Scientists discover potential way to repair damaged synapses in Alzheimer’s disease

While recently approved drugs for the treatment of Alzheimer’s show promise in slowing this memory-robbing disease, current treatments are far from effective in restoring memory. What’s needed are more targeted treatment options to restore memory, said Buck Institute for Research on Aging Assistant Professor Tara Tracy, Ph.D., lead author of a study that offers a strategy alternative to reverse the memory problems that accompany Alzheimer’s disease and related dementias.

Since most current research into potential treatments for Alzheimer’s disease focuses on reducing toxic proteins such as tau and beta-amyloid that accumulate in the brain as the disease progresses, the team moved away from this path to explore an alternative.

“Rather than trying to reduce toxic proteins in the brain, we are trying to reverse the damage caused by Alzheimer’s disease to restore memory,” Tracy said. The results appear in the February 1 issue of The Clinical Investigation Journal.

The work relies on a protein called KIBRA, named for its presence in the kidneys and brain. In the brain, it is mainly located at the level of synapses, which are the connections between neurons that allow the formation and recall of memories. Research has shown that KIBRA is needed at synapses to form memories, and Tracy’s team found that Alzheimer’s disease brains are deficient in KIBRA.

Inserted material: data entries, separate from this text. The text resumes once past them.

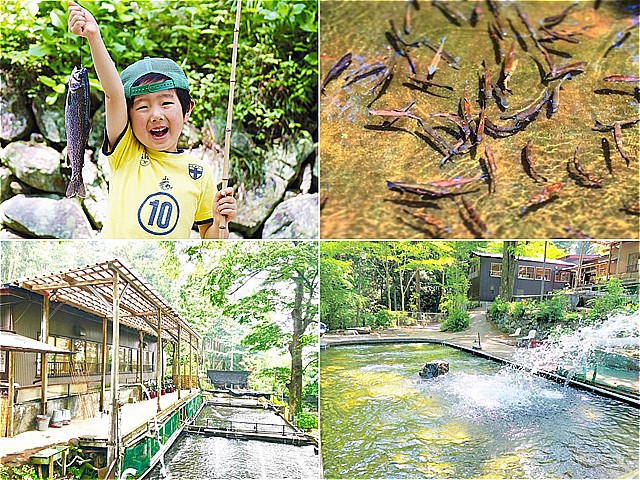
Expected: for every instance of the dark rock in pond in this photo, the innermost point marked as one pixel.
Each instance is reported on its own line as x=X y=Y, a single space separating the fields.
x=16 y=121
x=47 y=216
x=434 y=369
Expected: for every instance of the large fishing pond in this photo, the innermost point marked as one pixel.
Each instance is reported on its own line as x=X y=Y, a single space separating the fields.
x=379 y=419
x=360 y=153
x=195 y=457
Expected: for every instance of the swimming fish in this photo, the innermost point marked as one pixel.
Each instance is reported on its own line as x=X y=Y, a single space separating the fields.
x=335 y=71
x=528 y=162
x=549 y=191
x=430 y=220
x=77 y=126
x=591 y=179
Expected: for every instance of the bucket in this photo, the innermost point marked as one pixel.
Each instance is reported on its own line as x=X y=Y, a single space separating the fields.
x=43 y=422
x=56 y=419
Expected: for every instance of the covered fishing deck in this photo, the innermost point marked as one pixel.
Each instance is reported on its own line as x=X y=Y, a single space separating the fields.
x=94 y=431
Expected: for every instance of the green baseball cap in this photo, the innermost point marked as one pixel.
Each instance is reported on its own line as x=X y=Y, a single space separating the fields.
x=164 y=66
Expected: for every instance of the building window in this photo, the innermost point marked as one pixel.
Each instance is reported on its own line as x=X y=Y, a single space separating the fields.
x=496 y=269
x=474 y=269
x=526 y=272
x=547 y=273
x=92 y=356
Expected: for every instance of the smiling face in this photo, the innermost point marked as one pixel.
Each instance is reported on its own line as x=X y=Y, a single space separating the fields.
x=157 y=119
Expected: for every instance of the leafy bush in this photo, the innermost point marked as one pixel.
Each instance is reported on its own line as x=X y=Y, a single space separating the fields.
x=498 y=309
x=306 y=420
x=455 y=322
x=552 y=309
x=612 y=300
x=517 y=310
x=276 y=79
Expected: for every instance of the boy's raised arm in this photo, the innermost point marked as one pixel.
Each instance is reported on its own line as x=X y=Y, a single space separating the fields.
x=82 y=23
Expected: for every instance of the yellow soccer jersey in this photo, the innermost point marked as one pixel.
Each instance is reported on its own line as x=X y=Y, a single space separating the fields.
x=155 y=194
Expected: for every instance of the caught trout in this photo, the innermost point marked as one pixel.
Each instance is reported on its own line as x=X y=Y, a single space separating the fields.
x=77 y=125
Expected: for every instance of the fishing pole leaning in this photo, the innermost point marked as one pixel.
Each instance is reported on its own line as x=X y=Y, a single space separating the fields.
x=224 y=231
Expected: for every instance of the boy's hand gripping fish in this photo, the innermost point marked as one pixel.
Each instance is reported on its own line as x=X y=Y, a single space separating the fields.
x=77 y=125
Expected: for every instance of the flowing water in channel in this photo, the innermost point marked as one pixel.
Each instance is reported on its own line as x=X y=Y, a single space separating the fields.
x=195 y=457
x=379 y=419
x=357 y=158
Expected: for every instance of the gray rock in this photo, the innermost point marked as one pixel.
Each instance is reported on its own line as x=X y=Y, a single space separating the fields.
x=50 y=118
x=294 y=218
x=282 y=164
x=16 y=121
x=36 y=165
x=5 y=183
x=46 y=216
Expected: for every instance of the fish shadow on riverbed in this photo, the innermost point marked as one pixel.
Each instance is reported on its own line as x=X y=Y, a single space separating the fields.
x=387 y=128
x=426 y=90
x=538 y=206
x=406 y=202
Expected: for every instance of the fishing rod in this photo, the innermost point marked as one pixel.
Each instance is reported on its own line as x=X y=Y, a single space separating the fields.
x=224 y=230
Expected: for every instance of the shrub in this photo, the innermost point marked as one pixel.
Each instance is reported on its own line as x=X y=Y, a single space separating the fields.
x=498 y=309
x=306 y=421
x=456 y=322
x=612 y=300
x=517 y=310
x=552 y=310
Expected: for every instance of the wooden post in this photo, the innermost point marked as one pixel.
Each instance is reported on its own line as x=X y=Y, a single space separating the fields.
x=114 y=434
x=11 y=376
x=190 y=363
x=159 y=360
x=179 y=383
x=103 y=364
x=44 y=357
x=140 y=351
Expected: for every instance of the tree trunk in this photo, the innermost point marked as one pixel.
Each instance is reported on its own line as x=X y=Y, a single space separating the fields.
x=295 y=382
x=508 y=276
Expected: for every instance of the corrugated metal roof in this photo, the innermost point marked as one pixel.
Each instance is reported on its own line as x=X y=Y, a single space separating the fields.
x=527 y=259
x=91 y=288
x=13 y=341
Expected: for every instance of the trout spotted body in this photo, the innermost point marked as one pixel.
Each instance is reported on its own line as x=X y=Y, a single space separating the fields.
x=77 y=125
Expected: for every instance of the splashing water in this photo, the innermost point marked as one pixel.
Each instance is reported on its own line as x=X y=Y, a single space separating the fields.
x=578 y=349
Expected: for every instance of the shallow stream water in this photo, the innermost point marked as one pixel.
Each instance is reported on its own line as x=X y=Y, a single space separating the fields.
x=379 y=419
x=357 y=157
x=196 y=457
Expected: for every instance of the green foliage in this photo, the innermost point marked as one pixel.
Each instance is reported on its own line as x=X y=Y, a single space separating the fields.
x=306 y=420
x=552 y=309
x=276 y=79
x=612 y=300
x=517 y=310
x=23 y=472
x=498 y=309
x=456 y=321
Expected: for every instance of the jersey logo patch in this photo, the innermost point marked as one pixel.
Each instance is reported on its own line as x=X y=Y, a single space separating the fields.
x=164 y=184
x=195 y=171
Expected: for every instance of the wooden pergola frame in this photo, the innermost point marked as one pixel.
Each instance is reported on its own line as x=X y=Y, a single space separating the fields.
x=113 y=291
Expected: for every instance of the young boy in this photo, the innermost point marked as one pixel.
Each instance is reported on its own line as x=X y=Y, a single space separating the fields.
x=156 y=190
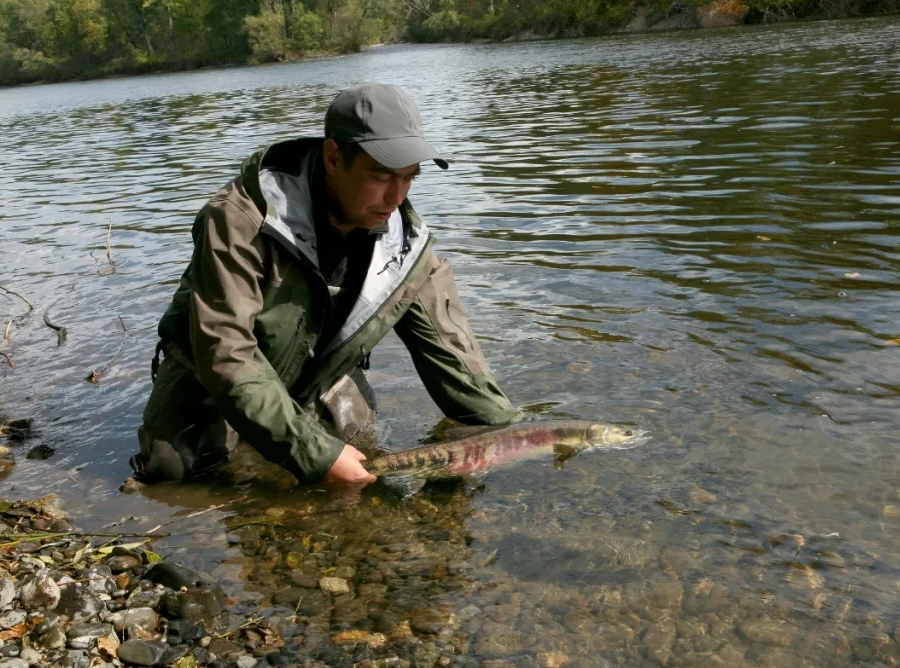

“We wondered how lower levels of KIBRA affected signaling at the synapse, and whether a better understanding of this mechanism could provide insight into how to repair damaged synapses during Alzheimer’s disease,” said Grant Kauwe, Ph.D, Buck scientist. ., co-first author of the study. “What we identified is a mechanism that could be targeted to repair synaptic function, and we are now trying to develop a therapy based on this work.”

The team first measured KIBRA levels in the spinal fluid of humans. They found that higher levels of KIBRA in the spinal fluid, but lower levels in the brain, correlated with the severity of dementia.

“We also discovered this amazing correlation between increased tau levels and increased KIBRA levels in the spinal fluid,” Tracy said. “It was very surprising how strong the relationship was, which really shows that the role of KIBRA is affected by tau in the brain.”

The team is exploring this phenomenon further, in the hope that KIBRA could be used as a biomarker of synaptic dysfunction and cognitive decline that could be useful for diagnosis, treatment planning and monitoring disease progression and response to treatment.

To understand how KIBRA affects synapses, the team created an abbreviated functional version of the KIBRA protein. In laboratory mice with a disease mimicking human Alzheimer’s disease, they found that this protein could reverse the memory problems associated with this type of dementia. They found that KIBRA rescues mechanisms that promote synapse resilience.

“Interestingly, KIBRA restored synaptic function and memory in mice, although it did not resolve the problem of toxic tau protein accumulation,” said Kristeen Pareja-Navarro, co-first author of the study. “Our work supports the possibility that KIBRA could be used as a therapy to improve memory after the onset of memory loss, even if the toxic protein causing the damage remains.”

Alongside other existing or future treatments, KIBRA therapy to repair synapses could be a valuable addition. “Reducing toxic proteins is of course important, but repairing synapses and improving their function is another critical factor that could help,” Tracy said. “That’s how I see it having the biggest impact in the future.”